The guitars on ‘Human Performance’ range from a sun-flecked jangle on the carefree bliss of ‘Outside’; to the jerky strut of ‘I was just here’ and ‘One man no city’; to the country twang of ‘Berlin got Blurry’. The aforementioned ‘I was just here’ describes the tortuous mundanity of everyday life before erupting into a punk blowout harking back to their birth in the gritty New York underground. Despite sharing the similar jerky, uptight guitars, ‘One man no city’ is a completely different animal, as a funky bass groove accompanies tribal bongos before flowing into a thick sea of hazy psychedelia.

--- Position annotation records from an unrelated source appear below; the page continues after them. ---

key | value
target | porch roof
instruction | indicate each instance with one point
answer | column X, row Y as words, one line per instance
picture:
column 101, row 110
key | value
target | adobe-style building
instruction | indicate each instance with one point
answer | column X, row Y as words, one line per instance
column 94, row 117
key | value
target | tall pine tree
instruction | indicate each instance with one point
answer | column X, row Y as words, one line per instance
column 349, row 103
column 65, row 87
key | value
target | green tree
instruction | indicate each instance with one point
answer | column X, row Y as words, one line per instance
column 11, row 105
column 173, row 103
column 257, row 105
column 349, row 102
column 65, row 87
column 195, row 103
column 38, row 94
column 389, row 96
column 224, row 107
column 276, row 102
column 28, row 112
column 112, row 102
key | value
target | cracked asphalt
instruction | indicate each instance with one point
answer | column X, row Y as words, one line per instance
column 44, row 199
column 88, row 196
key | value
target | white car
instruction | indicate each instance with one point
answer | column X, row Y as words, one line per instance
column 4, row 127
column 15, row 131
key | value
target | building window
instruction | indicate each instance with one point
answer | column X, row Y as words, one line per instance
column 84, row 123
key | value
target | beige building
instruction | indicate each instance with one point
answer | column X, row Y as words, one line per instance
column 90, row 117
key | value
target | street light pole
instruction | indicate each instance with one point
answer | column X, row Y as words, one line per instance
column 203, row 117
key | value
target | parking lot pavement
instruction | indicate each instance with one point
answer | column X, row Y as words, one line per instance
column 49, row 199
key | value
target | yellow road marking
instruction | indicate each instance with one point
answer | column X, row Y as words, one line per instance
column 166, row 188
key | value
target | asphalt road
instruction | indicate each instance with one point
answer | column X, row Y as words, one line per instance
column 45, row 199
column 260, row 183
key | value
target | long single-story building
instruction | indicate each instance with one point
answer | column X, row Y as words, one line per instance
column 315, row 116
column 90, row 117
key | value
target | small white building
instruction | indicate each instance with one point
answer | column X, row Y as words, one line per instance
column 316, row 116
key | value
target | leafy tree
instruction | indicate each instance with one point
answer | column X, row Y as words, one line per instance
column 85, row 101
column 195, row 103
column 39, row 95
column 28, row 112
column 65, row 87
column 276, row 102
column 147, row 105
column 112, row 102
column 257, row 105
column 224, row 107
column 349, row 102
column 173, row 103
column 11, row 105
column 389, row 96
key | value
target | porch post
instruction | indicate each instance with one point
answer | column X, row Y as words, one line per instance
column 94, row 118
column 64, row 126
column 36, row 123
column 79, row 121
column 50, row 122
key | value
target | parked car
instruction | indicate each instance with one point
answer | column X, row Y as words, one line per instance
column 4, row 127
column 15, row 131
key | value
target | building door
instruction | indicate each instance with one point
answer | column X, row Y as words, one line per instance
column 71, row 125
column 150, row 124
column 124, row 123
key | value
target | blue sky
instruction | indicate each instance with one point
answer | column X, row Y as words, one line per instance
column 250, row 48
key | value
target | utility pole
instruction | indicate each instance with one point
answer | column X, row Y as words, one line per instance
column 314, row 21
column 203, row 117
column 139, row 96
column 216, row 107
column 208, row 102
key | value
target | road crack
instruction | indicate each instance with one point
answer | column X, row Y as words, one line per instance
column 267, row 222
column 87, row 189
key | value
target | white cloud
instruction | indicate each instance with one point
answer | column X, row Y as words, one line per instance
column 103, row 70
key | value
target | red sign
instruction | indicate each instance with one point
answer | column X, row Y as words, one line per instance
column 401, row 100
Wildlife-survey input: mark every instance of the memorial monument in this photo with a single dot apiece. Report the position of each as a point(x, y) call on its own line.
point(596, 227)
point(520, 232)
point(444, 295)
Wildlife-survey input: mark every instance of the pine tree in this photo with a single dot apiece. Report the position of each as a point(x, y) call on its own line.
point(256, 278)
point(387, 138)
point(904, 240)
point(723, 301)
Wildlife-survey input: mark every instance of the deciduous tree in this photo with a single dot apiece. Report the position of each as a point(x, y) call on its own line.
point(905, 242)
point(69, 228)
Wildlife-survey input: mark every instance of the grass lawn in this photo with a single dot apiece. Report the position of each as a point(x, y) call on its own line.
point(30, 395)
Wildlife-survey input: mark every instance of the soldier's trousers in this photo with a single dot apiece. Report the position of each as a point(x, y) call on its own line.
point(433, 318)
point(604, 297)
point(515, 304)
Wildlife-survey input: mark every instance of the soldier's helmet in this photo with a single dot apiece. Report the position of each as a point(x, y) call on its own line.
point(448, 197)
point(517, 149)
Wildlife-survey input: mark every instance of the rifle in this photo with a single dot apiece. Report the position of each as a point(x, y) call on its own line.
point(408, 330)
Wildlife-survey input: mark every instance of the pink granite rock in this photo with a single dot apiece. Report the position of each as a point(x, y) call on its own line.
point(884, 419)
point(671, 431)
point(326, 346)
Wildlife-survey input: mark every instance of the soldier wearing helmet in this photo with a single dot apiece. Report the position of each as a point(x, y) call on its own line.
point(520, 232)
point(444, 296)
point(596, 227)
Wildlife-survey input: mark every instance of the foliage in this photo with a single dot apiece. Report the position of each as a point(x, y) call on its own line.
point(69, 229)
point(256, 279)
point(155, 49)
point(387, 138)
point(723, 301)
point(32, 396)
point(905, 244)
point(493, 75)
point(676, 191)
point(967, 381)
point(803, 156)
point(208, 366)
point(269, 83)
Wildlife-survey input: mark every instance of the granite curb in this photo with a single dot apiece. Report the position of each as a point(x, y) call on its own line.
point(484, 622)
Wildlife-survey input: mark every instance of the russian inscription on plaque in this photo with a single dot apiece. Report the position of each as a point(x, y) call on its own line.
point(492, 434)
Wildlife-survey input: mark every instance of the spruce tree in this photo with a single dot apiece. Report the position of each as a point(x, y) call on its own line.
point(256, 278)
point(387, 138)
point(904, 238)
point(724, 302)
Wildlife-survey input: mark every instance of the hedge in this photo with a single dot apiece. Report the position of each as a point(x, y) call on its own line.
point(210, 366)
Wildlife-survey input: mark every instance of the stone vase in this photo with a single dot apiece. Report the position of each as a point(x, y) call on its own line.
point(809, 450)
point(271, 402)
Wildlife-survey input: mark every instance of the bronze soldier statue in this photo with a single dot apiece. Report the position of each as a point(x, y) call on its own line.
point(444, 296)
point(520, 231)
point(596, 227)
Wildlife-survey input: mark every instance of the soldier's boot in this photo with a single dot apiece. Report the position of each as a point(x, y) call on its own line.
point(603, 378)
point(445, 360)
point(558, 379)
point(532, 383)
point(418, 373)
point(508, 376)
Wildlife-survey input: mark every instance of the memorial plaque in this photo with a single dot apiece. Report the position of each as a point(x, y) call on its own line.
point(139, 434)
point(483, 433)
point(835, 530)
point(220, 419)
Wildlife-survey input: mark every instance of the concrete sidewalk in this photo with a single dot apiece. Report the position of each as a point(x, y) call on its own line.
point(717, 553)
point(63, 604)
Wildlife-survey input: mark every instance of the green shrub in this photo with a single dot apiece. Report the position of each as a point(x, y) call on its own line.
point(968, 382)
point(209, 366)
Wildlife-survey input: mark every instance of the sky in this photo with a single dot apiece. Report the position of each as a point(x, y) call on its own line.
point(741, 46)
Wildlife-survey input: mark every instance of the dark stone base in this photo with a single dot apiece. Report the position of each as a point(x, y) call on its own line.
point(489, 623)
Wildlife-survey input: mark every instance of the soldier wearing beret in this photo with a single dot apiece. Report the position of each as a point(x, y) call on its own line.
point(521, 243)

Parquet Courts punk roots shine throughout ‘Human Performance’, never more so than on ‘Two dead cops’ as urgent drums and a droning bass brawl with the unrelenting manic guitar riff, while the title track boasts a semi-raucous chorus against a meandering bassline. The band show a real penchant for unpredictability, deployed in the breakneck tempo changes on ‘Paraphrased’; and whilst they can churn out energetic fun tunes like the fantastic ‘Berlin got blurry’, they can equally throw out a sucker punch, like sleepy album closer ‘It’s gonna happen’.
Parquet Courts’ disdain for the dull greyscale of everyday life is channelled into glorious melodies and scathing cynicism on ‘Human Performance’, reaffirming their status as one of modern guitar music’s brightest sparks.